I'm Catholic but I have a great respect for and interest in Eastern Orthodoxy. I almost became Orthodox when I was converting out of protestantism but I became Catholic for reasons of convenience. Treat this question as one from a sincere seeker.
I had a few questions which protestants simply could not answer. For example
"Two or more protestants claim to have the Holy Spirit. They all go and interpret a given passage of scripture. They all come up with different and conflicting conclusions. How do you go about determining which one of them has the correct interpretation, if any of them do?"
Every protestant I've ever posed that question to has completely fumbled in response. They seem to misunderstand or not even recognise the fundamental problem which I'm posing. They fail to put themselves into the thought experiment and so fail to realise that THEY are the protestant with the conflicting interpretation. Some of them will espouse some nonsense about how "whoever agrees with scripture the most is correct", which is just begging the question. Some of them will be totally tribalistic and just assume that their interpretation is correct and anyone who disagrees is wrong: They don't seem to recognise that they are "playing pope", and so never get around to asking that crucial question "What gives me the authority?"
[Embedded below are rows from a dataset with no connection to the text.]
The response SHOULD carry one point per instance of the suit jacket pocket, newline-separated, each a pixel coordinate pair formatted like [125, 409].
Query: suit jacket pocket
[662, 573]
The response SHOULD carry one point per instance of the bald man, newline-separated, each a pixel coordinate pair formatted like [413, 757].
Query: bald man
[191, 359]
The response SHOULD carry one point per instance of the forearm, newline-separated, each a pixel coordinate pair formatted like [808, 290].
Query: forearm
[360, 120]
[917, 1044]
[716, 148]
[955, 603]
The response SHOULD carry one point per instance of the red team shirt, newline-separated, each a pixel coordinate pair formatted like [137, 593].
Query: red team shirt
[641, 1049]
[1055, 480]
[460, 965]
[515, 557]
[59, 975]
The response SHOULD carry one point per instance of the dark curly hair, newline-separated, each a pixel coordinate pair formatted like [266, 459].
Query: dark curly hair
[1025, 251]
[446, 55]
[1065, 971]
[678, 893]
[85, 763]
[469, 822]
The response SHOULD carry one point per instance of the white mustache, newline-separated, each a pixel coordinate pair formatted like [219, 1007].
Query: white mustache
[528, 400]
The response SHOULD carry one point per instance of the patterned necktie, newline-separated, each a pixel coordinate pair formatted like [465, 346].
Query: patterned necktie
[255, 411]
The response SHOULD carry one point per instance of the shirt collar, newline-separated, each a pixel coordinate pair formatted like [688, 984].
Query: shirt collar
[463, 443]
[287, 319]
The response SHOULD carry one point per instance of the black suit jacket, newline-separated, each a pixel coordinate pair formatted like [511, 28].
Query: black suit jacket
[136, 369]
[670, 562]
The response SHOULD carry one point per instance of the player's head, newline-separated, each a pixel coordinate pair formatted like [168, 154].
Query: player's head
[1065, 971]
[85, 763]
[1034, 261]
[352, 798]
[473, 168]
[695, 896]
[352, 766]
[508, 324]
In any case protestants invariably end up completely failing to provide a compelling response to this question, which drives me away from protestantism and towards apostolic Christianity, which DOES have an answer to the question: ie, look to the dogmatic, holy tradition of the church; a church which can be identified by the apostolic succession of bishops. Anything which has been defined within this tradition is indisputable truth. Anything that it doesn't talk about is open to further interpretation and speculation until the church magisterium dogmatically rules otherwise.
The problem now is that there are multiple competing strands of apostolic tradition. How can I tell which one is the 100% correct, "Holy" tradition? And it is to this question that I have not yet heard a compelling response from anyone save the Catholic church.
I'll put it in a thought experiment again: Imagine that there is only one united church. However some theological dispute arises and splits the bishops down the middle: half of them are for the proposition in question and half of them are against. Each half anathematises the other half. How do you determine which half represents the true tradition and the true church?
From what I've gathered reading Orthodox blogs online, the Orthodox response is similar to the protestant response in the previous thought experiment. Orthodox will say "look at the church fathers, look at history, look at the bible. See how what we do matches up with that stuff more closely than anyone else. We must be correct!" But the thing is, the Catholics say exactly the same thing, as do the Oriental Orthodox, and the Church of the East. All of whom have valid apostolic succession and sacraments. How can you differentiate between these claims? Something else is needed.
In Catholicism this is where the crucial role of the Pope comes in. The Pope is that objective focal point for the entire church and the entire tradition. In the thought experiment just described, the Catholic solution is to side with the half of the bishops that are in communion with the Pope, and the other half are excluded from the church. This solves the problem neatly: The Pope is the visible centre to the church, whoever is connected to him is connected to the true church.
What foolproof method do you have for working out who is correct in the event of schism? To bring it even closer to home, imagine for the sake of argument that Eastern Orthodox are correct about Catholics and all the rest being entirely apostate. The Eastern Orthodox Church is the One True Church. But what if then the Eastern Orthodox church is split down the middle over some theological controversy? How do you determine which side of the schism is correct? Both sides are going to be yelling "Heretics!" at each other and both sides are going to be claiming to be correct. What Objectively foolproof way do you have for determining who is right? (similar to the Catholic method of "communion with the Pope"). Remember: Up to this schism both sides were getting along just fine and recognising each other as Eastern Orthodox Christians. All of a sudden all of that changes and lines are drawn in the sand, so how do you work out who is legitimate?